14.10.05

Dschihad oder Wie man dem Lauf der Wiedergeburten ein bisschen nachhilft

Wie angekuendigt gab es in Hyderabad am Mittwoch Abend tatsaechlich einen Selbstmordanschlag. Ein bisher nicht identifizierter ‚Maertyrer’ mit einem Rucksack vollgepackt mit selbst gebastelten Rohrbomben hat sich unweit von einem Club, den ich regelmaessig besuche, vor einer Polizeistation in die Luft gejagt und lediglich einen Wachmann mit in den Tod gerissen.
Verzeiht mir den Spott, aber wenn man bedenkt, dass sich an diesem Feiertag „Dassera“ alle Menschen auf grossen Plaetzen versammeln, um dort ausgelassen zu feiern, und saemtliche Kraefte der Polizei sich vor Ort darauf konzentrieren, fuer Recht und Ordnung zu sorgen, dann ist doch eine leere Polizeistation ein wirklich ungeschickter Platz fuer ein Attentat...
Seitens der Bevoelkerung schien der Anschlag gar keine Reaktion ausgeloest zu haben; der Alltag scheint solchen Wahnsinn schon zu beruecksichtigen.

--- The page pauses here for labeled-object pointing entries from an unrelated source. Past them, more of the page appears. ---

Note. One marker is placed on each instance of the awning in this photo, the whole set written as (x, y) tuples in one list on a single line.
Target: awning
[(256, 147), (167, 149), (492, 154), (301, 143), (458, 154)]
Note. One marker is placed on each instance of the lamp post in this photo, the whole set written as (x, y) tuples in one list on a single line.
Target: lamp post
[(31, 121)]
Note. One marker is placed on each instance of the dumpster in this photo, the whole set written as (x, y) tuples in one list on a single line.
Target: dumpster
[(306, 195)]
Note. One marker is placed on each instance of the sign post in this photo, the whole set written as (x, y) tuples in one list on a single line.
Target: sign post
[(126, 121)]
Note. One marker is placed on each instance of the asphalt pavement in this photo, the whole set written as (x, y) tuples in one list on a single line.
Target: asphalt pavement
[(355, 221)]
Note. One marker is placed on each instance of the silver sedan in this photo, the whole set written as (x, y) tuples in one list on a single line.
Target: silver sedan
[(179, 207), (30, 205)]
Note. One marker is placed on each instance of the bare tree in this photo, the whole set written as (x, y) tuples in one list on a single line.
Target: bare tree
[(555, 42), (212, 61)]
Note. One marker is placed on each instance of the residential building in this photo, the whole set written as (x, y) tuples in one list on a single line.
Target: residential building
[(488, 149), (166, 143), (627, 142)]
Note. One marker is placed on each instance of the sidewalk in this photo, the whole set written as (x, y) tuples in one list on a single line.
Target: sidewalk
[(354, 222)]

Die lokalen Medien gehen davon aus, dass es sich hierbei nicht um das angekuendigte Attentat gegen amerikanische Einrichtungen gehandelt hat, sondern vermutlich um einen Trittbrettfahrer aus Bangladesh. Als ich heute morgen im Auto die Zeitung ueberflogen hab, konnte ich in aller Eile noch Wortfetzen wie „Jihad“ und dergleichen aufnehmen, bevor ich angeekelt das Gesicht abwenden und die Zeitung zerknuellen musste.
Die andere Haelfte der Seite zeigte naemlich Grossaufnahmen saemtlicher wiedergefundener Koerperteile, eher Koerperfetzen, des Attentaeters, inklusive abgetrennten Kopf. Jedes aus jeweils 3 verschiedenen Perspektiven, offenbar praesentiert von einem Spezialisten fuer anschauliche Leichenaufbereitung. Musste schier in den Wagen speien...

Ist aber nicht weiter ungewoehnlich, wenn man erst mal ein paar Tage lang die Zeitung verfolgt hat. Jeden, aber wirklich JEDEN Tag liest man drei bis fuenf Berichte ueber Menschen, denen das Leben so sehr zugesetzt hat, dass sie keinen weiteren Ausweg fanden, als den Freitod zu sterben. Meistens sind es Liebespaerchen zwischen 18 und 25 Jahre alt, deren Familien die Liebe nicht akzeptieren, junge Frauen, die im Alter von 25 Jahren auf dem Heiratsmarkt nur noch Auslaufmodelle sind, Familienvaeter, die entweder ihren Job verloren haben, oder mit der Schande nicht mehr leben konnten, dass es ihr Erstgeborener nicht auf die beste Uni der westlichen Hemisphaere geschafft hat, sondern nur auf die zweitbeste, und aehnlich tragische Schicksale. Dann wird entweder Gift getrunken (Haarfaerbemittel in Wasser geloest konnte sich als sehr zuverlaessig erweisen) oder man erhaengt sich und bringt auf eine dieser beiden Weisen entweder sich oder seine ganze Familie in’s naechste Leben, das hoffentlich mehr zu bieten hat.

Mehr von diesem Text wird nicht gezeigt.